Dingoes were first brought to Australia between 3500-5000 years ago by Aboriginal people. The Dingo helped with hunting, and kept food scraps down to a minimum. Following European settlement, the Dingo was hunted due to its impact on livestock. Today, Dingo populations are conserved in NSW in areas listed under schedule 2 of the Rural Lands Protection Act. Myall Lakes National Park is one of these areas.

Seeing Dingoes in their natural habitat is a privilege, so please watch them from a distance and NEVER approach or feed a Dingo.

A dingo or a Dingo hybrid which has lost its fear of humans and has become aggressive is managed as a “wild dog”. When wild dogs are fed or allowed to scavenge in rubbish for food scraps they lose their hunting skills and come to expect to be fed by humans.
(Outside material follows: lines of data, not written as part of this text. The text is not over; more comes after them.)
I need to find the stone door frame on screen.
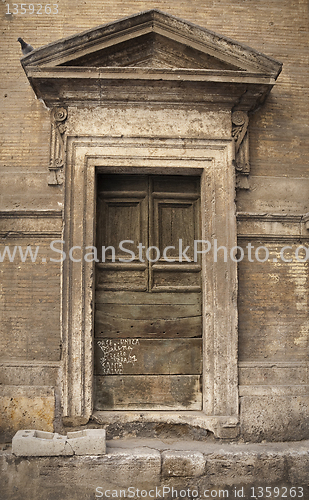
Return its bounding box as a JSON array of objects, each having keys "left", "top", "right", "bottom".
[{"left": 62, "top": 136, "right": 239, "bottom": 437}]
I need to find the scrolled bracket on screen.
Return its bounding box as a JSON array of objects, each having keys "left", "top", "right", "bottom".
[
  {"left": 48, "top": 108, "right": 68, "bottom": 186},
  {"left": 232, "top": 110, "right": 250, "bottom": 189}
]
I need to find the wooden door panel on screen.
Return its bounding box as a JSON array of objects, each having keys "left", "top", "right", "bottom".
[
  {"left": 96, "top": 264, "right": 148, "bottom": 291},
  {"left": 95, "top": 375, "right": 202, "bottom": 411},
  {"left": 95, "top": 175, "right": 202, "bottom": 410},
  {"left": 95, "top": 292, "right": 202, "bottom": 338},
  {"left": 95, "top": 290, "right": 202, "bottom": 304},
  {"left": 95, "top": 338, "right": 202, "bottom": 375},
  {"left": 95, "top": 311, "right": 202, "bottom": 338}
]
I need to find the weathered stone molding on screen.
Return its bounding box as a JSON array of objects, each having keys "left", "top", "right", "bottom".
[
  {"left": 236, "top": 212, "right": 309, "bottom": 241},
  {"left": 48, "top": 107, "right": 68, "bottom": 186},
  {"left": 231, "top": 110, "right": 250, "bottom": 189},
  {"left": 63, "top": 137, "right": 238, "bottom": 437}
]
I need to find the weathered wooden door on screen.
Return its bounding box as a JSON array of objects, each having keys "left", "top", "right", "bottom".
[{"left": 95, "top": 175, "right": 202, "bottom": 410}]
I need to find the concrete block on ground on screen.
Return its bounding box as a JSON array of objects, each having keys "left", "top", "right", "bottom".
[
  {"left": 0, "top": 385, "right": 55, "bottom": 440},
  {"left": 12, "top": 429, "right": 106, "bottom": 457},
  {"left": 12, "top": 430, "right": 73, "bottom": 457},
  {"left": 68, "top": 429, "right": 106, "bottom": 455},
  {"left": 162, "top": 450, "right": 206, "bottom": 477}
]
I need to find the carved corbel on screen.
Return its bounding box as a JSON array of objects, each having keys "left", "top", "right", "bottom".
[
  {"left": 48, "top": 108, "right": 68, "bottom": 186},
  {"left": 232, "top": 111, "right": 250, "bottom": 189}
]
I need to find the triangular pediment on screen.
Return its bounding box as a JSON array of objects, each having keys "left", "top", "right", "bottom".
[{"left": 22, "top": 10, "right": 281, "bottom": 78}]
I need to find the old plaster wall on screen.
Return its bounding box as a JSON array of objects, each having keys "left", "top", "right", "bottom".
[{"left": 0, "top": 0, "right": 309, "bottom": 441}]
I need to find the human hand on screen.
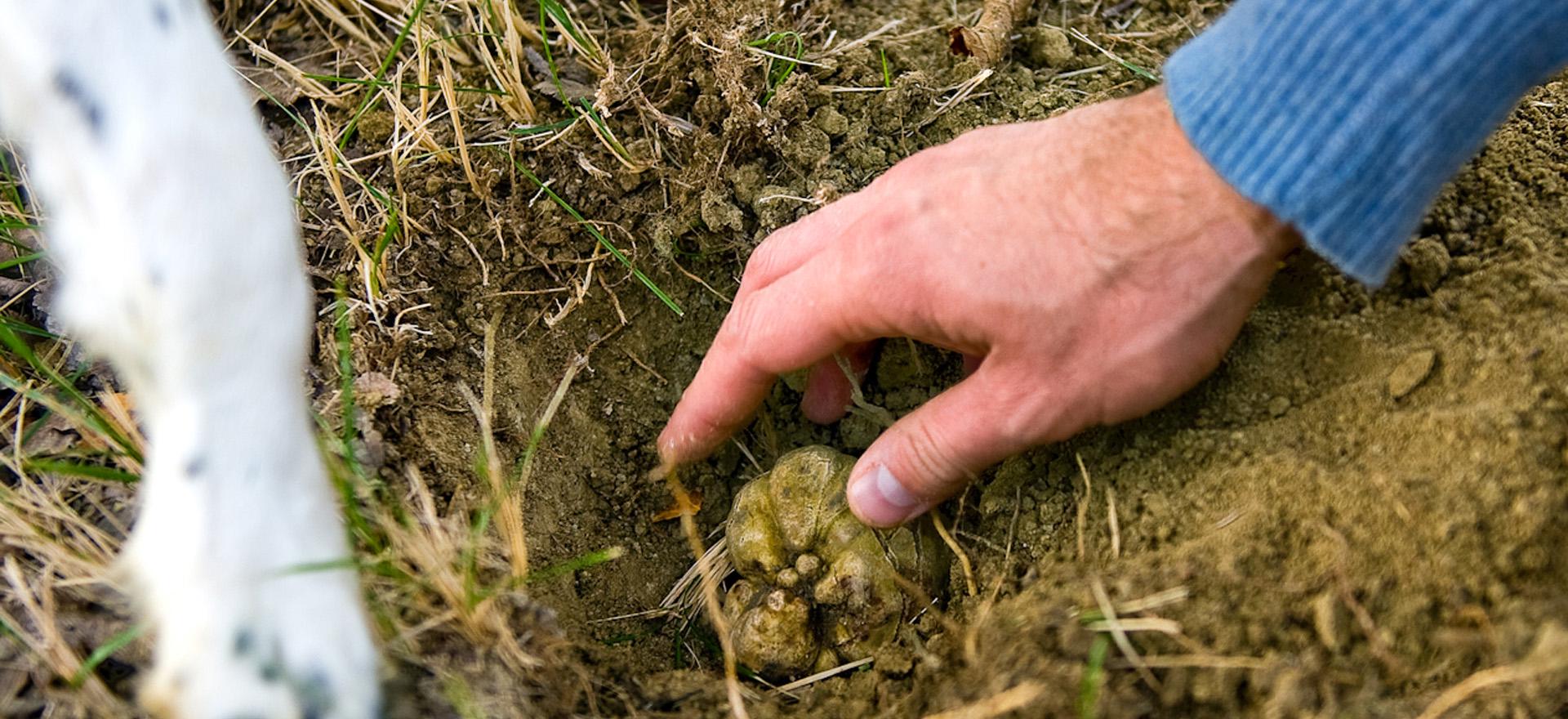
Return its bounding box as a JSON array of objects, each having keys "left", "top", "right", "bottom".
[{"left": 658, "top": 90, "right": 1298, "bottom": 526}]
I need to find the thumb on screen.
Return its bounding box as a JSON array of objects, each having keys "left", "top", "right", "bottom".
[{"left": 845, "top": 369, "right": 1046, "bottom": 528}]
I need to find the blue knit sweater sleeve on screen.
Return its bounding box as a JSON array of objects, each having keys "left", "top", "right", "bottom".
[{"left": 1165, "top": 0, "right": 1568, "bottom": 284}]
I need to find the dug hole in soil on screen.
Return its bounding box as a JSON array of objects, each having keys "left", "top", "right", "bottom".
[{"left": 247, "top": 0, "right": 1568, "bottom": 717}]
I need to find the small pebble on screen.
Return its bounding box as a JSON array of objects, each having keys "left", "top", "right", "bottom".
[{"left": 1388, "top": 350, "right": 1438, "bottom": 399}]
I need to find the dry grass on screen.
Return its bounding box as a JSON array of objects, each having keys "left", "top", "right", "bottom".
[
  {"left": 0, "top": 0, "right": 1197, "bottom": 716},
  {"left": 0, "top": 0, "right": 651, "bottom": 716}
]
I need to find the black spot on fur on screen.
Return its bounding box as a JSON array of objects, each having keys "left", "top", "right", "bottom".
[
  {"left": 55, "top": 68, "right": 104, "bottom": 136},
  {"left": 234, "top": 629, "right": 256, "bottom": 656},
  {"left": 295, "top": 670, "right": 337, "bottom": 719}
]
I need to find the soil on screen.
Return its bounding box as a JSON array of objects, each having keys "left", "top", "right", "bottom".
[{"left": 64, "top": 0, "right": 1568, "bottom": 717}]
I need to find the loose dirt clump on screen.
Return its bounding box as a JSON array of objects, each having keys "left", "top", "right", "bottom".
[{"left": 0, "top": 0, "right": 1568, "bottom": 717}]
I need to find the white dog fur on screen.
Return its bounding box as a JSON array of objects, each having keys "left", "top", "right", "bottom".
[{"left": 0, "top": 0, "right": 380, "bottom": 719}]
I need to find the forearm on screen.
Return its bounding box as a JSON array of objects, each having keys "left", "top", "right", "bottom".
[{"left": 1165, "top": 0, "right": 1568, "bottom": 284}]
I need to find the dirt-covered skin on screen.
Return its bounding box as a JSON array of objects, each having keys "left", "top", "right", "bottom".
[{"left": 202, "top": 0, "right": 1568, "bottom": 717}]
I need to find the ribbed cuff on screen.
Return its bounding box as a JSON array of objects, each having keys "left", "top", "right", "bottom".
[{"left": 1165, "top": 0, "right": 1568, "bottom": 286}]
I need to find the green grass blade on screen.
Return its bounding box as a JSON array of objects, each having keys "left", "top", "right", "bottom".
[
  {"left": 22, "top": 458, "right": 141, "bottom": 485},
  {"left": 0, "top": 322, "right": 141, "bottom": 463},
  {"left": 1077, "top": 634, "right": 1110, "bottom": 719},
  {"left": 70, "top": 625, "right": 147, "bottom": 689},
  {"left": 337, "top": 0, "right": 430, "bottom": 150},
  {"left": 506, "top": 154, "right": 685, "bottom": 317}
]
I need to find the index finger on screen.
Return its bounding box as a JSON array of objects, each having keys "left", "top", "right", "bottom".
[{"left": 658, "top": 250, "right": 880, "bottom": 462}]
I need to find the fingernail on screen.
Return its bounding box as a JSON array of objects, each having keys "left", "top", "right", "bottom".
[{"left": 847, "top": 465, "right": 920, "bottom": 528}]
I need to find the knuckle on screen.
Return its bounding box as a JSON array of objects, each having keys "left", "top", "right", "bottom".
[{"left": 900, "top": 422, "right": 972, "bottom": 501}]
Urban areas, such as Hawks Nest, provide easy food for wild dogs, with rubbish bins, scraps and ‘kind-hearted people’ who intentionally feed them. Aggressive wild dogs can pose a real risk to public safety. If you are concerned about the future of these animals in the Hawks Nest area, you should not approach the animals, feed or allow them near urban food sources.

Wild dogs in the Hawks Nest area are naturally lean, so don’t be fooled into feeding them. Feeding also creates an unnatural food source for wild dogs, promoting higher animal numbers.